In marked contrast to its decision to label Jewish "settlement" goods, the European Union (EU) on Monday announced it will fight a decision by its own courts to stop trade in the Moroccan occupied Western Sahara.
To make sense of the state of affairs, Arutz Sheva spoke with Professor Eugene Kontorovich, a renowned legal expert at the Northwestern Pritzker School of Law and head of the International Law Department at the Kohelet Policy Forum.
The law professor explained how the EU has tried to justify its double-standards regarding Western Sahara, a region Morocco has occupied since 1976 when it was handed to its troops by Spain as it ended its colony there. The area is under a territorial dispute, with the Sahrawi Arab Democratic Republic (SADR) that holds a government-in-exile in Algeria claiming rights to rule.
"The EU's defense of their discriminatory labeling rules - which for example they do not require for Moroccan-occupied Western Sahara - has been based on a remarkable claim that Western Sahara is not actually occupied, but rather a 'special case,'" he said.
That status quo was ruptured last Thursday, when the European Court of Justice (ECJ) decided to strike down a 2012 trade agreement between the EU and Morocco in Western Sahara, ruling in favor of the Algerian-backed Polisario Front that fights for independence in the region.
"The ECJ rejected this view, saying Western Sahara is occupied," emphasized Kontorovich.
Applying the new ruling to the EU decision to label Jewish goods in Judea, Samaria, eastern Jerusalem and the Golan Heights, the professor said the case has exposed the fallacy of the EU's claims once and for all.
"Given that the EU allows products there (in Western Sahara - ed.) to be labeled 'made in Morocco' (and this case does not change that), it totally undermines their labeling arguments about Israel," he said. "At this point, it would be folly for Israel not to challenge the labeling in legal fora like the WTO (World Treaty Organization). The Europeans' arguments have been stripped from them by their own court."

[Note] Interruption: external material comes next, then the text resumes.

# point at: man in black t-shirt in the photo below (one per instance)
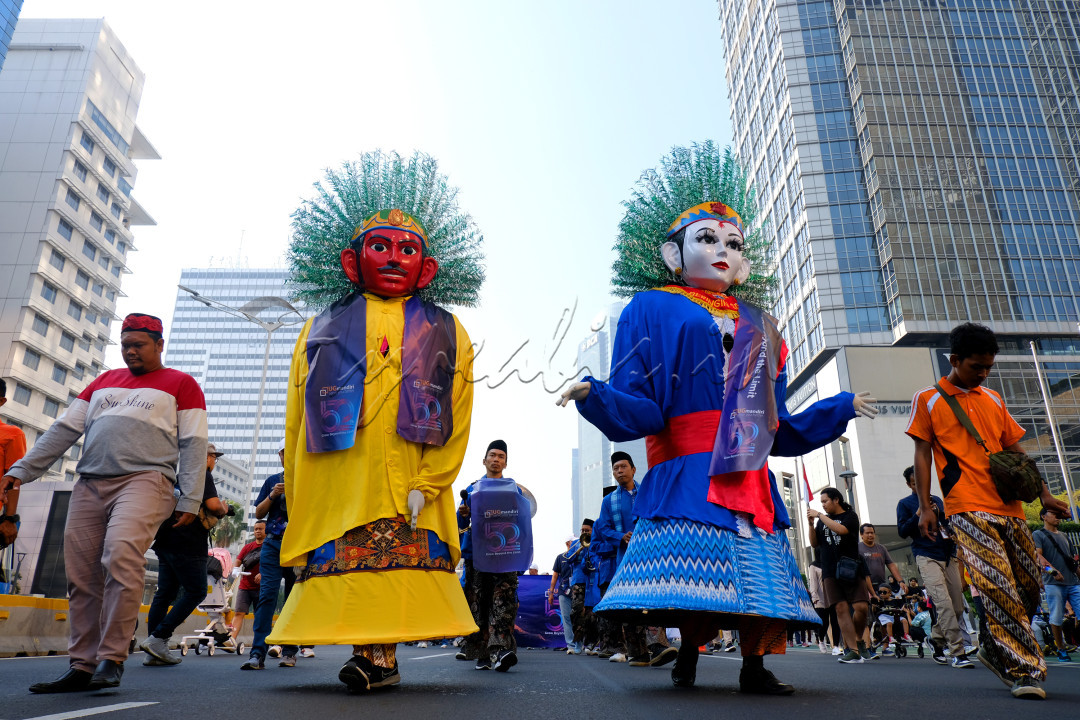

EU approves business with an 'occupier'
Turning his attention to the details of the ruling by the second highest EU court last Thursday, Kontorovich explained that "the Court rules that there is absolutely nothing wrong in itself about having treaties extend to occupied territory, or doing business with an occupier in occupied territory."
"This goes against all the EU's arguments in relation to Israel. In particular, the EU used the 'principle of non-recognition' to justify everything from its 'funding guidelines' for Horizon 2020 to not having diplomats and visiting officials across the 'Green Line,'" he said, referring to the 1949 Armistice line.
"The ECJ has rejected this broad view of recognition: even making a treaty with Morocco about occupied territory does not constitute recognition."
Kontorovich then detailed exactly how Israel should go about taking advantage of the exposure of the EU's double-standard, as it makes the case for not being targeted in a discriminatory fashion.
In light of the court ruling, "the Israeli Government should now revisit and resist the EU funding guidelines."
"The MFA (Ministry of Foreign Affairs) should be aggressive about having foreign officials come to government offices across the Green Line, as the ECJ has made clear such action is not recognition, and thus their protests to such visits are pretextual and discriminatory."